Evaluation of the renal effects of experimental feeding of melamine and cyanuric acid to fish and pigs.

OBJECTIVE: To determine whether renal crystals can be experimentally induced in animals fed melamine or the related triazine compound cyanuric acid, separately or in combination, and to compare experimentally induced crystals with those from a cat with triazine-related renal failure. ANIMALS: 75 fish (21 tilapia, 24 rainbow trout, 15 channel catfish, and 15 Atlantic salmon), 4 pigs, and 1 cat that was euthanatized because of renal failure.
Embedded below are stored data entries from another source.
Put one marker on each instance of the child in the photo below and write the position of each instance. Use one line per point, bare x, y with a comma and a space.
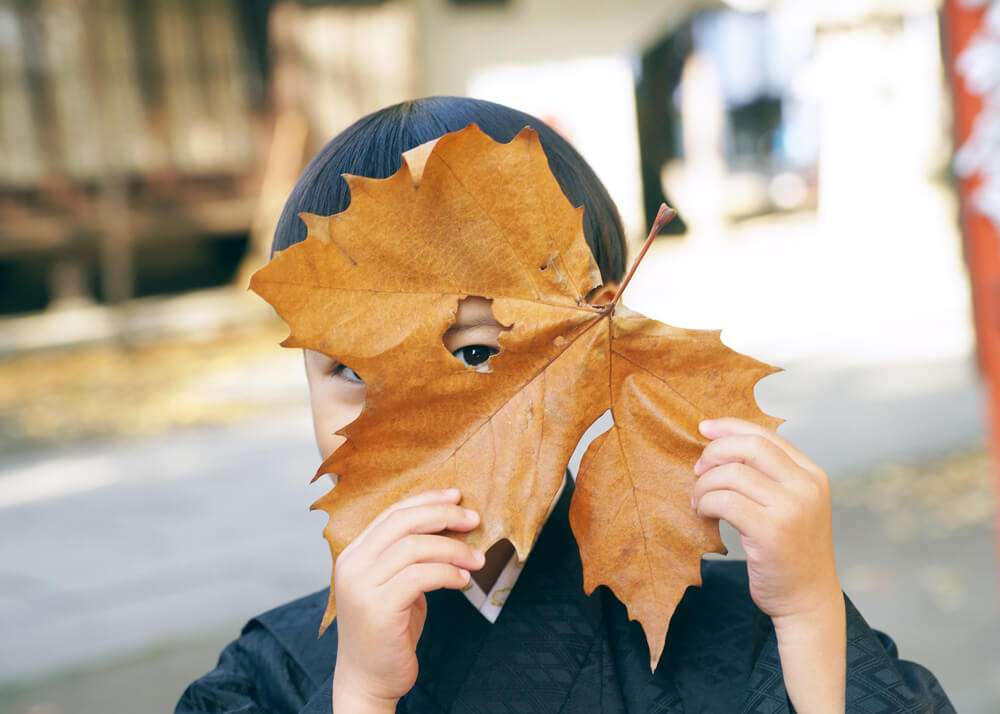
426, 624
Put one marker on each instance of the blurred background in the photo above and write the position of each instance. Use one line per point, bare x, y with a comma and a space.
836, 169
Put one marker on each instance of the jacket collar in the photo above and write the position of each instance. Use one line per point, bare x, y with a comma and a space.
538, 643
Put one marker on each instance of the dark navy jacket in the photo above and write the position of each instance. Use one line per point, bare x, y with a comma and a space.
554, 649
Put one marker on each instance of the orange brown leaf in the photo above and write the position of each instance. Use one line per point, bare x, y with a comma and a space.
377, 286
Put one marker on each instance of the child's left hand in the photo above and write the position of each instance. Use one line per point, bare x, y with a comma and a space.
779, 501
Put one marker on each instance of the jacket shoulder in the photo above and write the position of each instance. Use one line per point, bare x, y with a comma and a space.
295, 626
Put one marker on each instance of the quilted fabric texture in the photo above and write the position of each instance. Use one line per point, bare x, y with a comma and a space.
553, 649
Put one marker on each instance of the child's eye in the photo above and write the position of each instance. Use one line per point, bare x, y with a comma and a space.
474, 355
346, 373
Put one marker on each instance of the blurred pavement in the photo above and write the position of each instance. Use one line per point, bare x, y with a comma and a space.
125, 565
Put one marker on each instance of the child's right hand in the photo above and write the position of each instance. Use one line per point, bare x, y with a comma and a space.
380, 580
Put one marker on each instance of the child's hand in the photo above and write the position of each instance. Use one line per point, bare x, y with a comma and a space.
779, 501
380, 580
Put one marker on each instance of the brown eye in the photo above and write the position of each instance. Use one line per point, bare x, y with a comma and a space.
342, 371
474, 355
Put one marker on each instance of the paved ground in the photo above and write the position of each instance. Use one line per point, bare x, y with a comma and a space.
137, 574
125, 564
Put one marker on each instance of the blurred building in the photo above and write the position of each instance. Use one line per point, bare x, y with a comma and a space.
148, 146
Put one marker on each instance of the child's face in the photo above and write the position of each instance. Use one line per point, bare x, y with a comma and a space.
337, 395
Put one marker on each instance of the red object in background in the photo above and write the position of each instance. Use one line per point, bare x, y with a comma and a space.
960, 23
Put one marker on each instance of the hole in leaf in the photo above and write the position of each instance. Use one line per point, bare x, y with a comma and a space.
474, 338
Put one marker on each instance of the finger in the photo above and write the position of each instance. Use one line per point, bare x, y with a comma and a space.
750, 449
713, 428
424, 548
740, 478
450, 495
407, 585
745, 515
423, 518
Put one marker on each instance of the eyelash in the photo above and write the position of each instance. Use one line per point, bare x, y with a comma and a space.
467, 360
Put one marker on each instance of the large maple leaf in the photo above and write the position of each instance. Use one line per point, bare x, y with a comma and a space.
377, 286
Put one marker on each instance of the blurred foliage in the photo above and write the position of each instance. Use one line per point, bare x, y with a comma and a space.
934, 500
115, 390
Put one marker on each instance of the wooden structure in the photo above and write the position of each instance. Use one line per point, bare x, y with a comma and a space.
123, 122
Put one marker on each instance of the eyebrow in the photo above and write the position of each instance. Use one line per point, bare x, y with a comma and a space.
481, 321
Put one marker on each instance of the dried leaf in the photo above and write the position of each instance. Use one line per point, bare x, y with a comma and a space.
377, 286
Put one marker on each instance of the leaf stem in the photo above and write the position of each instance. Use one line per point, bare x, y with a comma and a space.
663, 217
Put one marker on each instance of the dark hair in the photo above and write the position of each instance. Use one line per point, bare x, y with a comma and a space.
372, 146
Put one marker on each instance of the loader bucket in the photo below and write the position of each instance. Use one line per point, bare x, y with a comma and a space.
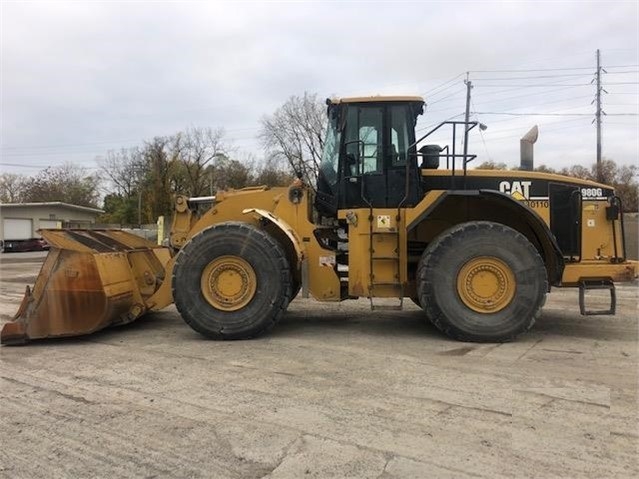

PROCEDURES: Fish and pigs were fed a target dosage of melamine (400 mg/kg), cyanuric acid (400 mg/kg), or melamine and cyanuric acid (400 mg of each compound/kg) daily for 3 days and were euthanatized 1, 3, 6, 10, or 14 days after administration ceased. Fresh, frozen, and formalin-fixed kidneys were examined for crystals. Edible tissues were collected for residue analysis. Crystals were examined for composition via Raman spectroscopy and hydrophilic-interaction liquid chromatography-tandem mass spectrometry. RESULTS: All animals fed the combination of melamine and cyanuric acid developed goldbrown renal crystals arranged in radial spheres (spherulites), similar to those detected in the cat. Spectral analyses of crystals from the cat, pigs, and fish were consistent with melamine-cyanurate complex crystals. Melamine and cyanuric acid residues were identified in edible tissues of fish. CONCLUSIONS AND CLINICAL RELEVANCE: Although melamine and cyanuric acid appeared to have low toxicity when administered separately, they induced extensive renal crystal formation when administered together. The subsequent renal failure may be similar to acute uric acid nephropathy in humans, in which crystal spherulites obstruct renal tubules.